Can you take a higher res photo and post it somewhere that will keep it full size?


----------



## Celtic (Nov 19, 2007)

What happens at the "people counter"?


----------



## GEORGE D (Apr 2, 2009)

FrunkSlammer said:


> Picture is too small to make out what it says. Can you take a higher res photo and post it somewhere that will keep it full size?
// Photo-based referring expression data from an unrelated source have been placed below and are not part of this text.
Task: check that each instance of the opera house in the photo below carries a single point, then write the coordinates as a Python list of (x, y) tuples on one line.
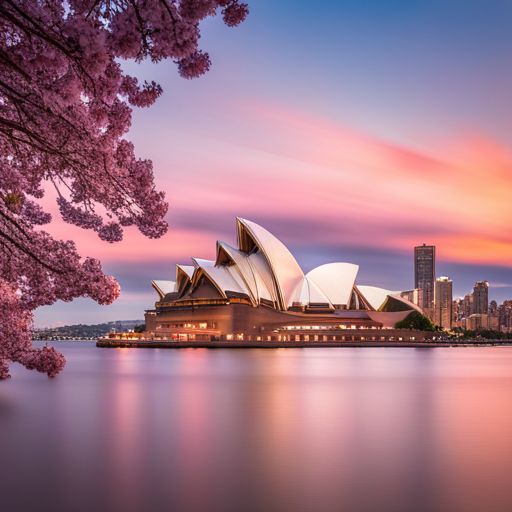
[(258, 292)]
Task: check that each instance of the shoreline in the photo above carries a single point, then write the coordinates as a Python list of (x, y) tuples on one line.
[(105, 343)]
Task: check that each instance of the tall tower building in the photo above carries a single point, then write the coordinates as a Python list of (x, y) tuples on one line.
[(481, 298), (444, 302), (424, 275)]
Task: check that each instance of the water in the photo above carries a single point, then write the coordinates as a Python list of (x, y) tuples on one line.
[(325, 429)]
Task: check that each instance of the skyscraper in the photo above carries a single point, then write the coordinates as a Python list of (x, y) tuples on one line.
[(481, 298), (443, 302), (424, 275)]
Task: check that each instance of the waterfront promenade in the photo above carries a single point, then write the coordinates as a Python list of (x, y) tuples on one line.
[(113, 343)]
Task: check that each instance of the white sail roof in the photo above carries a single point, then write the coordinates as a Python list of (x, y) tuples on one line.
[(163, 287), (284, 269), (308, 292), (335, 281), (263, 269)]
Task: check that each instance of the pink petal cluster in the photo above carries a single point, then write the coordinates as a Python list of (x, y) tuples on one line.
[(65, 107)]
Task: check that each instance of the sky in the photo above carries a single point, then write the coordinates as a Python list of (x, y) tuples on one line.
[(352, 130)]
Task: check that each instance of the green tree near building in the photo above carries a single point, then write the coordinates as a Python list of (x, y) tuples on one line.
[(415, 320)]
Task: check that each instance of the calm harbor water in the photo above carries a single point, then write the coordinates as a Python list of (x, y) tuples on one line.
[(327, 429)]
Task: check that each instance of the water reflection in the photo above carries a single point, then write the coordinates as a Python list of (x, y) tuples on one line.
[(301, 429)]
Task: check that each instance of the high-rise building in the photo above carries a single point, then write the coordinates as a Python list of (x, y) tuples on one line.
[(443, 302), (467, 305), (481, 298), (424, 274)]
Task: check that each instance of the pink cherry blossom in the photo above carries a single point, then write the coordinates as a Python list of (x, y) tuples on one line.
[(65, 107)]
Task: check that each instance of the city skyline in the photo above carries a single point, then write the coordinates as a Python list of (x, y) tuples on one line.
[(376, 153)]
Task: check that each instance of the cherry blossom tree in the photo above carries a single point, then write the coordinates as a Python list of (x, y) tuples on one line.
[(65, 107)]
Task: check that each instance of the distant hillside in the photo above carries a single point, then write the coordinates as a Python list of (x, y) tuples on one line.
[(83, 331)]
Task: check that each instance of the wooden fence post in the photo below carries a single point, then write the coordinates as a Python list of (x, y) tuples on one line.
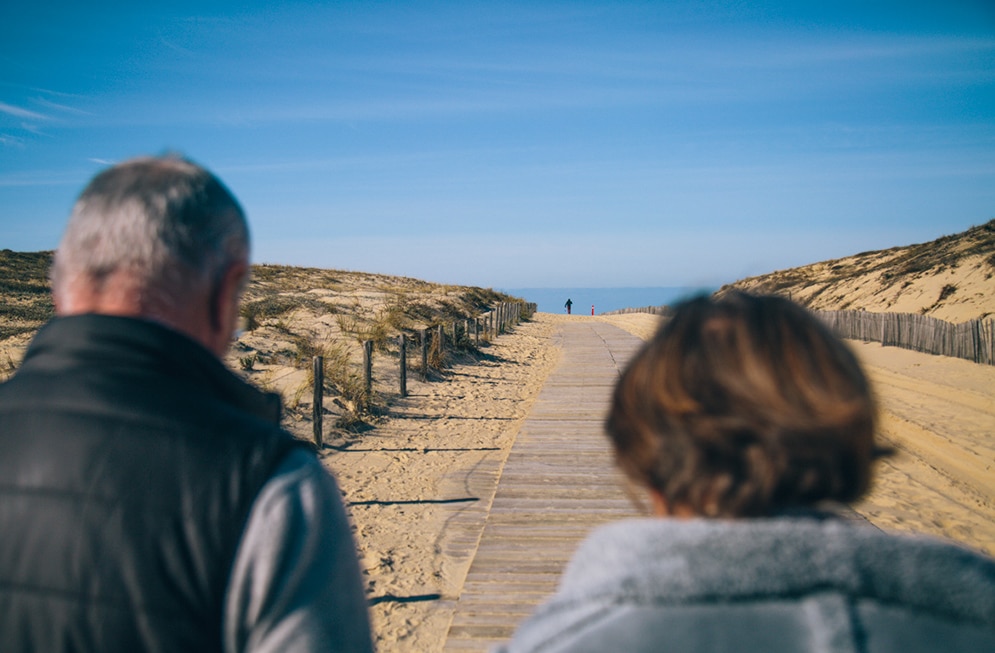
[(368, 368), (424, 354), (317, 406), (402, 342)]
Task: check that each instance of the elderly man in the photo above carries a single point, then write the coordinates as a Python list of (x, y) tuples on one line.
[(149, 500)]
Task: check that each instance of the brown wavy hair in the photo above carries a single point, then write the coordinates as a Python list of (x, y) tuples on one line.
[(744, 406)]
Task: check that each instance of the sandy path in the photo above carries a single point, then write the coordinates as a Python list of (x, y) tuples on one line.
[(939, 414), (418, 487)]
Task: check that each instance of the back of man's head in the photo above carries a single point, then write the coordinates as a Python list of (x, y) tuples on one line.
[(162, 227)]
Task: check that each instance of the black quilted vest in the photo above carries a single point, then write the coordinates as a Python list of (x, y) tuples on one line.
[(129, 460)]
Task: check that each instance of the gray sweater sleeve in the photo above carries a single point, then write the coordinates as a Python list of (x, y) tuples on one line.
[(295, 584)]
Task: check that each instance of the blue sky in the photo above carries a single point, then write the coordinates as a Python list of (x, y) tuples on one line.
[(527, 144)]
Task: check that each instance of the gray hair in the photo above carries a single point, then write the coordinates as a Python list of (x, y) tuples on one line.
[(167, 222)]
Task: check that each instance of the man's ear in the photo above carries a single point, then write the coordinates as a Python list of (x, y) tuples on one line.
[(224, 305)]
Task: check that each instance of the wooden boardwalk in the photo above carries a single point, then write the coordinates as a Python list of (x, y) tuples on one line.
[(556, 484)]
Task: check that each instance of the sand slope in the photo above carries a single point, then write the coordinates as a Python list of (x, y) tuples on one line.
[(939, 414)]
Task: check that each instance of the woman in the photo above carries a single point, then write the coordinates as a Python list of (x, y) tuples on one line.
[(744, 420)]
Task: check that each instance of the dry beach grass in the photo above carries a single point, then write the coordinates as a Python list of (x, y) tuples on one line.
[(418, 473)]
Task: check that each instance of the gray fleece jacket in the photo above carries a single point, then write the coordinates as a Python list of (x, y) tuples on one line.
[(783, 584)]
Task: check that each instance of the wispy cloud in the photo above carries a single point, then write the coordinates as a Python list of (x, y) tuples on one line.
[(65, 108), (19, 112)]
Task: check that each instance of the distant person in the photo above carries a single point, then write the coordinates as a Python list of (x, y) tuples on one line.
[(149, 500), (742, 420)]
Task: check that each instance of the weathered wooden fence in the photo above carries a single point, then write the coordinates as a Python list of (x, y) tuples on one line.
[(973, 340), (457, 334), (653, 310)]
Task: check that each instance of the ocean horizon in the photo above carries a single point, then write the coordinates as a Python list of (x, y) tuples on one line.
[(601, 300)]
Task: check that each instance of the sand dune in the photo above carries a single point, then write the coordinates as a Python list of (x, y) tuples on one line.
[(939, 414)]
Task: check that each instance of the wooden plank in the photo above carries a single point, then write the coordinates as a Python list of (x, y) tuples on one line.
[(558, 483)]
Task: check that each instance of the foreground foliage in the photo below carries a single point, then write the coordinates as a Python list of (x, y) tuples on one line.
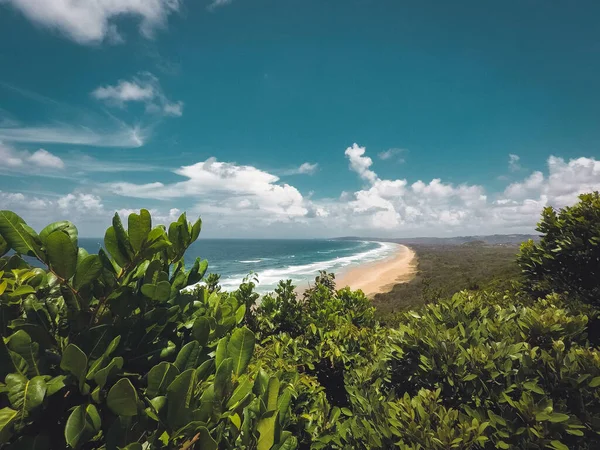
[(125, 349)]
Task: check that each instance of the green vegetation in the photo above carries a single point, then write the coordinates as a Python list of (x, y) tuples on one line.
[(443, 270), (118, 350)]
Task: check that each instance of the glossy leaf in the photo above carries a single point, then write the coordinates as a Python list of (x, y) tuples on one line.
[(62, 254), (138, 228), (159, 379), (122, 398), (87, 271), (240, 349)]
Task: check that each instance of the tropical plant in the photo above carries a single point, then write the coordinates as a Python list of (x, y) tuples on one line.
[(567, 258), (113, 351)]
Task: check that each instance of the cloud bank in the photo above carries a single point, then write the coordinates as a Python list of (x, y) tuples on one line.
[(242, 200), (93, 21)]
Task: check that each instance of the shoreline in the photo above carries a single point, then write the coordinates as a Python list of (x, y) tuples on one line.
[(381, 276)]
Unfortunately not, that was a screen shot from computer. Well, actually I'm sure there's a better way I'm just too dumb to figure it out. Generally speaking, has anyone done a similar job like this? Hell, I haven't hooked up a game station since Nintendo's debut. From what a searched on Google there appears to be 10 different ways to do the same job. I just want to go with simple/effective method. Does a patch panel sound right?


----------



## nyerinfl (Dec 1, 2007)

A few years ago I did a string of buildouts for a video game franchise. Tel/data was typical from wall location back to telephone board on a patch panel or whatever the basic tel data arrangement was. For the video game systems we used what was called "rapid run" cables, basically long component cables that ran back to a central point usually where all the consoles went. These cables and their wall outlets were provided by the franchise, be careful when making arrangements for conduits as the heads were large need minimum 1" for a single cable drop , usually each gaming station also had a cat5 to connect to the network for in house tournaments


----------